The hardware and bandwidth for this mirror is donated by dogado GmbH, the Webhosting and Full Service-Cloud Provider. Check out our Wordpress Tutorial.
If you wish to report a bug, or if you are interested in having us mirror your free-software or open-source project, please feel free to contact us at mirror[@]dogado.de.

Type: Package
Title: Tidy, Type-Safe 'prediction()' Methods
Description: A one-function package containing prediction(), a type-safe alternative to predict() that always returns a data frame. The summary() method provides a data frame with average predictions, possibly over counterfactual versions of the data (à la the margins command in 'Stata'). Marginal effect estimation is provided by the related package, 'margins' https://cran.r-project.org/package=margins. The package currently supports common model types (e.g., lm, glm) from the 'stats' package, as well as numerous other model classes from other add-on packages. See the README file or main package documentation page for a complete listing.
License: MIT + file LICENSE
Version: 0.3.18
URL: https://github.com/bbolker/prediction
BugReports: https://github.com/bbolker/prediction/issues
Depends: R (≥ 3.5.0)
Imports: utils, stats, data.table
Suggests: datasets, methods, testthat
Enhances: AER, aod, betareg, biglm, brglm, caret, crch, e1071, earth, ff, gam (≥ 1.15), gee, glmnet, glmx, kernlab, lme4, MASS, mclogit, mda, mlogit, MNP, nlme, nnet, ordinal, plm, pscl, quantreg, rpart, sampleSelection, speedglm, survey (≥ 3.31-5), survival, truncreg, VGAM
ByteCompile: true
Encoding: UTF-8
RoxygenNote: 7.3.1
NeedsCompilation: no
Packaged: 2024-06-11 13:27:53 UTC; bolker
Author: Thomas J. Leeper ORCID iD [aut], Carl Ganz [ctb], Vincent Arel-Bundock ORCID iD [ctb], Ben Bolker ORCID iD [ctb, cre]
Maintainer: Ben Bolker <bolker@mcmaster.ca>
Repository: CRAN
Date/Publication: 2024-06-11 15:20:02 UTC

Extract Predictions from a Model Object

Description

Extract predicted values via predict from a model object, conditional on data, and return a data frame.

Usage

prediction(model, ...)

## Default S3 method:
prediction(
  model,
  data = find_data(model, parent.frame()),
  at = NULL,
  type = "response",
  vcov = stats::vcov(model),
  calculate_se = TRUE,
  ...
)

## S3 method for class 'Arima'
prediction(model, calculate_se = TRUE, ...)
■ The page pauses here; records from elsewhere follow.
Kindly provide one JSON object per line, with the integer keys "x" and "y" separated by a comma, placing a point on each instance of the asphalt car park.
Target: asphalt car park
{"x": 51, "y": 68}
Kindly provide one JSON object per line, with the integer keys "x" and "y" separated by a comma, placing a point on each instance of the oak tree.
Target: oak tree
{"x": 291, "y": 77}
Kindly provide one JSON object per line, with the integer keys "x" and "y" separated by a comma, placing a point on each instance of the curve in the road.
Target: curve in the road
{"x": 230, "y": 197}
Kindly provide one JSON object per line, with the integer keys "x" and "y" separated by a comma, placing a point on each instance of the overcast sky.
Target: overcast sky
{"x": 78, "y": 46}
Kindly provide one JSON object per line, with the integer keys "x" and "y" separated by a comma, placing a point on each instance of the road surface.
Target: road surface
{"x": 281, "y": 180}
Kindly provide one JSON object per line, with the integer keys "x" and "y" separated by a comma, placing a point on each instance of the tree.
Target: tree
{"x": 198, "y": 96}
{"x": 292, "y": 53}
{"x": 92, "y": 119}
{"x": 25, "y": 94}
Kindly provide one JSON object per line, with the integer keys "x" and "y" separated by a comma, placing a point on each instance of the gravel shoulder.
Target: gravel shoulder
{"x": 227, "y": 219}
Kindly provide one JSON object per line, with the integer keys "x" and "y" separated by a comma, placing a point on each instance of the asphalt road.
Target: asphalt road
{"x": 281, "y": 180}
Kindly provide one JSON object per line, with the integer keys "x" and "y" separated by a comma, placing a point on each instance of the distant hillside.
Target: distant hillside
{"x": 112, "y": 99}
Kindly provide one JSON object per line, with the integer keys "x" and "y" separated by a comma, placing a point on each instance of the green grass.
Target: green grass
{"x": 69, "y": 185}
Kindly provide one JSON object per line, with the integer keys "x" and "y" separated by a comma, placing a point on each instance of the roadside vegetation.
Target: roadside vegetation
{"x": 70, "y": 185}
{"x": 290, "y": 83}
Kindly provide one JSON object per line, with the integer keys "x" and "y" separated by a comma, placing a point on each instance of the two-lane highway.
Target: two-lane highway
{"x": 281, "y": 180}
## S3 method for class 'ar'
prediction(model, data, at = NULL, calculate_se = TRUE, ...)

## S3 method for class 'arima0'
prediction(model, data, at = NULL, calculate_se = TRUE, ...)

## S3 method for class 'betareg'
prediction(
  model,
  data = find_data(model, parent.frame()),
  at = NULL,
  type = c("response", "link", "precision", "variance", "quantile"),
  calculate_se = FALSE,
  ...
)

## S3 method for class 'bigLm'
prediction(model, data = NULL, calculate_se = FALSE, ...)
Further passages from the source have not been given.